I think adventure in food is missing for lots of people. They eat the same things every day and their comfortable with those things so they just feel like why should you change something that already works. I can’t live like that. I mean I wouldn’t say that I’m not like that either. We all are but part of my process of cooking is about trying to really break you out of those routine habits and expecting that this time your turkey club is going to be a roast turkey dinner. No I don’t think people really think that but I hope you get what I’m saying
I think even if you change small things in the tried and true recipes you never know it could get better if not put it back to the way it was before. I believe that a lot of things should be left alone too all those sentimental foods that people associate with certain things which is what first dining/ one night stand dining encompasses. It’s the belief that dishes are what they are in that instant and some things aren’t duplicated again in your life you just remember them the way they are. I’ve eaten at places where this was just the case. I ordered something and it was so amazing that even if I had it again it was made the same way everything it still would never be that feeling of what it was. It all lends to the experience, the atmosphere, the moment, the company all those outside things are what I believe is a true dining experience. If I was in the company of the best chef in the world and there was no experience I wouldn’t have the best meal of my life. But I could be sitting on a curb eating a tuna melt with my best friend and it could be the most amazing thing I’ve ever eaten. That’s why I’ve always loved food. I love the way it brings people together. I used to stand around a group of microwaves eating whatever my line cooks could put together in 3 minutes and we would have some of the best meals ever. They were just that the meals we had together, one night stands.

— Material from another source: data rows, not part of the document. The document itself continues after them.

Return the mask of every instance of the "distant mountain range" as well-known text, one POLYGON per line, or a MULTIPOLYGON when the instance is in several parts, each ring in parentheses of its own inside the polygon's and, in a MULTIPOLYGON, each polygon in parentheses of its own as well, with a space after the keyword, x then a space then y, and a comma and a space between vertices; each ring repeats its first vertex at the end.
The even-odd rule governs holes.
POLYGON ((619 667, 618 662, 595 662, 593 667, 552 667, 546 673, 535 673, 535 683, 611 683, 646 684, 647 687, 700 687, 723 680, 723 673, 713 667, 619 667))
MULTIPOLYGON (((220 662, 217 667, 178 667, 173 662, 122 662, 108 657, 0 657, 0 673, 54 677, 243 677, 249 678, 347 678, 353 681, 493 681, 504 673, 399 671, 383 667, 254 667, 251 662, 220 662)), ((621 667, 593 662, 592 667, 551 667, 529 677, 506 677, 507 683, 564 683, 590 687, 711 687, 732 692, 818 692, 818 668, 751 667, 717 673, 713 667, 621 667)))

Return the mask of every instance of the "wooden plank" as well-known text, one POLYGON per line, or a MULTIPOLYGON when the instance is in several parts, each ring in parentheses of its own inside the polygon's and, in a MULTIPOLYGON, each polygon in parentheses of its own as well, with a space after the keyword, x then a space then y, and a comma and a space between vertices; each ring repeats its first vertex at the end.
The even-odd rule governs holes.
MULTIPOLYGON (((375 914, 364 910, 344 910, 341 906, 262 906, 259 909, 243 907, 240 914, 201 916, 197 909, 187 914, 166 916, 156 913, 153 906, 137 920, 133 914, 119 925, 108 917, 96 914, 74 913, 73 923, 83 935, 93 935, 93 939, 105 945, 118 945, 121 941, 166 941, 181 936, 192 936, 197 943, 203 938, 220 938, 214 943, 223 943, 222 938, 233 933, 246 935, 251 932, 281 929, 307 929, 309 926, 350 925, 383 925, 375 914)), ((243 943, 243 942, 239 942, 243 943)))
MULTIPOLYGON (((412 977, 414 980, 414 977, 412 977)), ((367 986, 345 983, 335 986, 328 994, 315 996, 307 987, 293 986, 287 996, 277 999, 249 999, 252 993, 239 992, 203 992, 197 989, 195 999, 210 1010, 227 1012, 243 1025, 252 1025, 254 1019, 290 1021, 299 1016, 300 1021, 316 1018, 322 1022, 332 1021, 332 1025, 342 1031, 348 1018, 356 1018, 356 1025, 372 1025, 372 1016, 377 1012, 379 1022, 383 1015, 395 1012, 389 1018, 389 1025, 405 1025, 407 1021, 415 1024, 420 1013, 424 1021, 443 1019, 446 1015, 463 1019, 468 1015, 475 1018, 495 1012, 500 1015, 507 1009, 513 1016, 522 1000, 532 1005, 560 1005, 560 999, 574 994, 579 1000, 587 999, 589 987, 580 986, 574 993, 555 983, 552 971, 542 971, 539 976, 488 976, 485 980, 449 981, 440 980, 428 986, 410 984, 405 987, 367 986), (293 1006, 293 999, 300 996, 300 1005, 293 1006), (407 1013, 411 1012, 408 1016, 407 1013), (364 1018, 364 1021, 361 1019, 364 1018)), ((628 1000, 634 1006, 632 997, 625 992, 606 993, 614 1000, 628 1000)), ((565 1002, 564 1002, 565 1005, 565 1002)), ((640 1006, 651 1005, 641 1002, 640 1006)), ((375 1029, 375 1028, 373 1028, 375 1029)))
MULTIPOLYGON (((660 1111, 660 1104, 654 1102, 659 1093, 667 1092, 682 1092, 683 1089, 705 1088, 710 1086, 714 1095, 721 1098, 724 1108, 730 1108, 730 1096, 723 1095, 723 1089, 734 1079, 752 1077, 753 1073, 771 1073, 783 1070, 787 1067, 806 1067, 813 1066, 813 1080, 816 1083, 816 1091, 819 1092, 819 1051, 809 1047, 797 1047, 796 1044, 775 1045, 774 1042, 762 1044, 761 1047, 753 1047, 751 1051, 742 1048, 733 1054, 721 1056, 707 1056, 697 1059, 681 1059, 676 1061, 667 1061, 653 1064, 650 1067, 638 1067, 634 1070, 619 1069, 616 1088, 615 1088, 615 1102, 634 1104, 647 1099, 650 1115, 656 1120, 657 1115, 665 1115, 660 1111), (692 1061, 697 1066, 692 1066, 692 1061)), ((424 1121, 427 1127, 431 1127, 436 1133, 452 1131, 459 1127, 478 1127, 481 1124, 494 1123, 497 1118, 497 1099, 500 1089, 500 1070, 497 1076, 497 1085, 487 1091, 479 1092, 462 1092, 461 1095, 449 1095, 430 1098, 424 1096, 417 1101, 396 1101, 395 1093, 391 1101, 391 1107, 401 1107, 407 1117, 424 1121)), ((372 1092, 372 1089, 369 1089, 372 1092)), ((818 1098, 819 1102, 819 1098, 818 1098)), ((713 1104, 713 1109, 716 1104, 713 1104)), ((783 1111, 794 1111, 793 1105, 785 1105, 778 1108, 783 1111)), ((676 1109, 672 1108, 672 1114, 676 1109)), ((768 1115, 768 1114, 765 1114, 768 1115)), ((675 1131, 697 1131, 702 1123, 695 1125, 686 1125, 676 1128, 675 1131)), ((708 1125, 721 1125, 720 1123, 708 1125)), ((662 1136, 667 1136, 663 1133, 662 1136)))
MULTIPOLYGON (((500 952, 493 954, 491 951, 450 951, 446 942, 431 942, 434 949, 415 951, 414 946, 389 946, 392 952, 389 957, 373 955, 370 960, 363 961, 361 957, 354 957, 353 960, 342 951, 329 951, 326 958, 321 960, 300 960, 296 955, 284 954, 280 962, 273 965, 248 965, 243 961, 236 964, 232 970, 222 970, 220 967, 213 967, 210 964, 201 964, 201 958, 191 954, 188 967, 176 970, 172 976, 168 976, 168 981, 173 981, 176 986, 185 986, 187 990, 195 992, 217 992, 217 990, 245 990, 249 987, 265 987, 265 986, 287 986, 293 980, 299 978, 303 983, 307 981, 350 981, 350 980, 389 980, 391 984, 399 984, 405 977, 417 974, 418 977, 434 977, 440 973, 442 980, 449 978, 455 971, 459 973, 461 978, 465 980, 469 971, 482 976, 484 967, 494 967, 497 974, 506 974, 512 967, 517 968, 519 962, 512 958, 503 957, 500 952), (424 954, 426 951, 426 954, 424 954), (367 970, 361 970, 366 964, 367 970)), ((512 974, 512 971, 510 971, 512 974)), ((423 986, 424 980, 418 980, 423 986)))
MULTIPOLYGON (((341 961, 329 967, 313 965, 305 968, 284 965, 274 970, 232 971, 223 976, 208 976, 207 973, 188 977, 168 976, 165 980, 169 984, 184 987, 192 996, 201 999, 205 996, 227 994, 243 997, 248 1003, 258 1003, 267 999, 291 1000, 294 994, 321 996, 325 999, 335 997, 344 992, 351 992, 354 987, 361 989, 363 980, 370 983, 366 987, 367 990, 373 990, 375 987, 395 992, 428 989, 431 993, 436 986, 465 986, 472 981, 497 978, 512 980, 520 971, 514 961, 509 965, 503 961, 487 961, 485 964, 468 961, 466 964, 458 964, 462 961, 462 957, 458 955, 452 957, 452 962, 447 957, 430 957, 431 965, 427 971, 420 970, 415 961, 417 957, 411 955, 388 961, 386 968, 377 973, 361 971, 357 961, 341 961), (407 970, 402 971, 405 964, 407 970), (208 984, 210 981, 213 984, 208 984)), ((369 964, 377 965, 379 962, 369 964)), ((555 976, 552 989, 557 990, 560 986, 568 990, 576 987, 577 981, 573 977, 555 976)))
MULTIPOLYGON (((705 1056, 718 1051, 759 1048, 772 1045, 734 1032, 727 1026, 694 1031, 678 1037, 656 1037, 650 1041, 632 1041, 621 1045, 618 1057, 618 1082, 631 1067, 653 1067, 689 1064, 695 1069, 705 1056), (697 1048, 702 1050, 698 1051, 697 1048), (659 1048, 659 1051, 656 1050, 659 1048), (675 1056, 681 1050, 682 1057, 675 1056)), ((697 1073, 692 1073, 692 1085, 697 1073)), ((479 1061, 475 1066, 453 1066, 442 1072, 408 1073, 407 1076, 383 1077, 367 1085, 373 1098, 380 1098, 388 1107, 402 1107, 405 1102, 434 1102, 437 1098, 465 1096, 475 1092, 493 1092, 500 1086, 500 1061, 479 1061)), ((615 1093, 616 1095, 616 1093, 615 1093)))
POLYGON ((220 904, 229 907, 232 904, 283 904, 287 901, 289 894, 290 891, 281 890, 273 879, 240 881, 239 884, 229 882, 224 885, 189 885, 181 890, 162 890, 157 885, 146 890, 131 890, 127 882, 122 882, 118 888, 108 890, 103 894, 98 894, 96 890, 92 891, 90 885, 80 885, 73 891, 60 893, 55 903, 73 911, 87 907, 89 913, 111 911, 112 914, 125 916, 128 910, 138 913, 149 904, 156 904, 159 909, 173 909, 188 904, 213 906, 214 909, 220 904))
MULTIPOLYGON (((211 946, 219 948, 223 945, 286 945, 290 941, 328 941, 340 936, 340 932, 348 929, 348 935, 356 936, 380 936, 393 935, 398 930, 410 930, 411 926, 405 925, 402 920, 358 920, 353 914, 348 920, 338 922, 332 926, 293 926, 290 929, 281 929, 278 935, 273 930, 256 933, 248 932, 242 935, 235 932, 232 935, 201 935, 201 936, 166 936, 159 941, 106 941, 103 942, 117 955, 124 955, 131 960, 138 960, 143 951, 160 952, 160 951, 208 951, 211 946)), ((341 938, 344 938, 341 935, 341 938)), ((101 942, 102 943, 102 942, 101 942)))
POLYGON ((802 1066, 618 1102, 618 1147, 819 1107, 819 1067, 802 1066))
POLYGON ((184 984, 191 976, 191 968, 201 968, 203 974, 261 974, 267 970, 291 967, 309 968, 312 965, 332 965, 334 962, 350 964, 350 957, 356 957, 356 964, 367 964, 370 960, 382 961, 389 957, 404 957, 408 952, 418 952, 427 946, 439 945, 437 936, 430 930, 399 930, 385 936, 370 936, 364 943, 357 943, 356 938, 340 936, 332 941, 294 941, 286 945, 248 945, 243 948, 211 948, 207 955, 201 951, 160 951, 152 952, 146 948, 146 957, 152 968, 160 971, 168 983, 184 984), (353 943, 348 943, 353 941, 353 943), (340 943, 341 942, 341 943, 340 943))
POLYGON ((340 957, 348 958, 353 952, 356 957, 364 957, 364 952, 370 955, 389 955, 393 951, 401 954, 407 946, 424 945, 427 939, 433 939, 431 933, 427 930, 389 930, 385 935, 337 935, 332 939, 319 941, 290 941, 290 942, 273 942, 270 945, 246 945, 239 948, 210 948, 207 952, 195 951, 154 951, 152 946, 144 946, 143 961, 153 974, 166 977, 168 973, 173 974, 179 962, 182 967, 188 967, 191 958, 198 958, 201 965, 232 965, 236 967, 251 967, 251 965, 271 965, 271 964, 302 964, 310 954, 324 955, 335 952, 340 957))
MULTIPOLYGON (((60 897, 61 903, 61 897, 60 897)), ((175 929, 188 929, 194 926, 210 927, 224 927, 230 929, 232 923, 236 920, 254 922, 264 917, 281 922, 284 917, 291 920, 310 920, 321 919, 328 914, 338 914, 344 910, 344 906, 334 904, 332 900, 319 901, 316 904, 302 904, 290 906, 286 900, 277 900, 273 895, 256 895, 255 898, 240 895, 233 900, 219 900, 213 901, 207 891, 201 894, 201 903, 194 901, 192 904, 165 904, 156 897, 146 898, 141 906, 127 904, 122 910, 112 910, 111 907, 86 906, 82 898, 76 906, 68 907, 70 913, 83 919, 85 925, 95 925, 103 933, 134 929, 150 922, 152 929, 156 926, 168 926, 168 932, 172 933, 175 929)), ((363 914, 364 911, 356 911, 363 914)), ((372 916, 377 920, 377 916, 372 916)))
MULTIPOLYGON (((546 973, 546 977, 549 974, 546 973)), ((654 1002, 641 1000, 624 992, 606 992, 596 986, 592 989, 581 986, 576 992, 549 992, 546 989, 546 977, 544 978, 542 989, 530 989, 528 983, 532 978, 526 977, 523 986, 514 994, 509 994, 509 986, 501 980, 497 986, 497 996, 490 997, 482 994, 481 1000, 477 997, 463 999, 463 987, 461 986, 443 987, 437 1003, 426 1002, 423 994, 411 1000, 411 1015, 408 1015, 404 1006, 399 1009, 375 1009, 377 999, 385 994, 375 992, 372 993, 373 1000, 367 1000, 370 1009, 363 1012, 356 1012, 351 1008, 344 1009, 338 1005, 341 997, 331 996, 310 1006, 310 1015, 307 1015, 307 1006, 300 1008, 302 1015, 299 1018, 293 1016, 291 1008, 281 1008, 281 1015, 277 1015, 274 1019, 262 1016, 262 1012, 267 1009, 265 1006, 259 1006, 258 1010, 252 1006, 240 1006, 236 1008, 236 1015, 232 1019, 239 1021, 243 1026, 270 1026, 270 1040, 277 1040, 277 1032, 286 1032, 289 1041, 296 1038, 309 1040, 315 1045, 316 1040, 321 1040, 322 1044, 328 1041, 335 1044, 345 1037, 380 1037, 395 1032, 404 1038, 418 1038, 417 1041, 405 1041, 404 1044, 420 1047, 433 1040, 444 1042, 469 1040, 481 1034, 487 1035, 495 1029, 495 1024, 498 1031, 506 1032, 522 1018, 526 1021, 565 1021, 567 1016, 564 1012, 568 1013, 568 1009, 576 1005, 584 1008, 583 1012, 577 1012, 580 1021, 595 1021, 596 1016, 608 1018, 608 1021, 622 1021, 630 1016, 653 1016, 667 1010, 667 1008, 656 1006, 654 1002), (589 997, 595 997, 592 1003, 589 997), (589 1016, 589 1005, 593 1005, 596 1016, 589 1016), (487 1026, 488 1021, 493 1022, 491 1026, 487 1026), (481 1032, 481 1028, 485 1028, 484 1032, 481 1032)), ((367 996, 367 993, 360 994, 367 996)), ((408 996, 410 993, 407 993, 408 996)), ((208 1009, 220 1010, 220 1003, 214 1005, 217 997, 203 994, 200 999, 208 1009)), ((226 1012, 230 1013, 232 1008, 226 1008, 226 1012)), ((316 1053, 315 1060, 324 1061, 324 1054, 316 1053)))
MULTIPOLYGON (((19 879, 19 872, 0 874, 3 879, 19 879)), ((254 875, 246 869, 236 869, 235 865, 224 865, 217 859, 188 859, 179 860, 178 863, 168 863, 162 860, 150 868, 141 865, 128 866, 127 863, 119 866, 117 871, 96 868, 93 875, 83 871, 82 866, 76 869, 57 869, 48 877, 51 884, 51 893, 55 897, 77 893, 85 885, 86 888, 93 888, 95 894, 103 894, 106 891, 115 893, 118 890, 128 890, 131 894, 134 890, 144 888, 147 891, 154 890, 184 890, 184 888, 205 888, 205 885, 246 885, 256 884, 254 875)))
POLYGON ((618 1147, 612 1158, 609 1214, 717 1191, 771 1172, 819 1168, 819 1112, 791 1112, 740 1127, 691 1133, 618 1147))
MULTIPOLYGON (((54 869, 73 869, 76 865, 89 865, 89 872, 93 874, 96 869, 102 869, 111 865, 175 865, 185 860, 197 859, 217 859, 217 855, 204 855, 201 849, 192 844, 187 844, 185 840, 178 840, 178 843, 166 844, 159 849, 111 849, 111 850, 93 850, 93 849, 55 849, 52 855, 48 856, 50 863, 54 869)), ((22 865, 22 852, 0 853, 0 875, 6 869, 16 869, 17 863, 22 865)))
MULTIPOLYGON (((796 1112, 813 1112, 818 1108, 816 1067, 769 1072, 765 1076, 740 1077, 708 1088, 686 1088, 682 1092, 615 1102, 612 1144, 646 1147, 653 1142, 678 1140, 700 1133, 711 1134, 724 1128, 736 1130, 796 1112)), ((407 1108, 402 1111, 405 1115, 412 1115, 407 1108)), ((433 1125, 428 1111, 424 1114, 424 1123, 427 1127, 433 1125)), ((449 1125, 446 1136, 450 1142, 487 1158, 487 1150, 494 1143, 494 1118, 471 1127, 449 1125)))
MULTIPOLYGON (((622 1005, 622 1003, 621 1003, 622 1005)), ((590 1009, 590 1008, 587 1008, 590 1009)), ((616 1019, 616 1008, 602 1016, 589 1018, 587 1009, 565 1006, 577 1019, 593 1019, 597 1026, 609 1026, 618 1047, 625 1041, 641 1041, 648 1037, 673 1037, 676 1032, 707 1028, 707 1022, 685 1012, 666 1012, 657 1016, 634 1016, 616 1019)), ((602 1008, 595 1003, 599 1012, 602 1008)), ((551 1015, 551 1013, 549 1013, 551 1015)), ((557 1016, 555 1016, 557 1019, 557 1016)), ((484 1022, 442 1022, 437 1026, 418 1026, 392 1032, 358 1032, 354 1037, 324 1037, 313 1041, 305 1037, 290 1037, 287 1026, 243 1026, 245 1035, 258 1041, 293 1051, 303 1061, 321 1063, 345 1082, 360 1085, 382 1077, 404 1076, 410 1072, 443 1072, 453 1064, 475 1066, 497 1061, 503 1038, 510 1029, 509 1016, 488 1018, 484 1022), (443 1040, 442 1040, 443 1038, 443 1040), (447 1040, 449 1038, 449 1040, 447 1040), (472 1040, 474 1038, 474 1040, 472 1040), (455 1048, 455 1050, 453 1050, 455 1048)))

My theory of food is very long, ever growing, and I think about it all the time. Food is ever changing and that’s what I love about food in general. I’ll never be bored, never have to have the same things, I just need to look outside of my comfort zone like so many others and I can find instant inspiration in so many places. It’s really a beautiful thing.
Here’s some of my visual process and when the writing finally escapes me I’ll have the explanations and recipes hand written with all my love.
Worcestershire and dill shreaded chicken with herb and garlic wild rice topped with balsamic raw zucchini and oven roasted eggplant
Oven roasted Crushed black pepper and Thyme encrusted russet potatoes, with braised honey carrots and Balsamic, brown sugar, red chili rubbed tri tip.
Spiced asian black goma (sesame seed) boneless chicken legs pan fried in katakuriko (Japanese potato starch) served along side Roasted celery, scallion, shredded cabbage and red onion Oyster sauce Rice noodles
Monterrey jack and roasted balsamic vegetable salad over romaine lettuces with fresh made sourdough and smoked paprika croutons
Pineapple orange sweet and sour chicken with roasted peppers and red onions
Thanks for enjoying my randomness
As always thanks to all my LJ buddies for keeping an eye on me.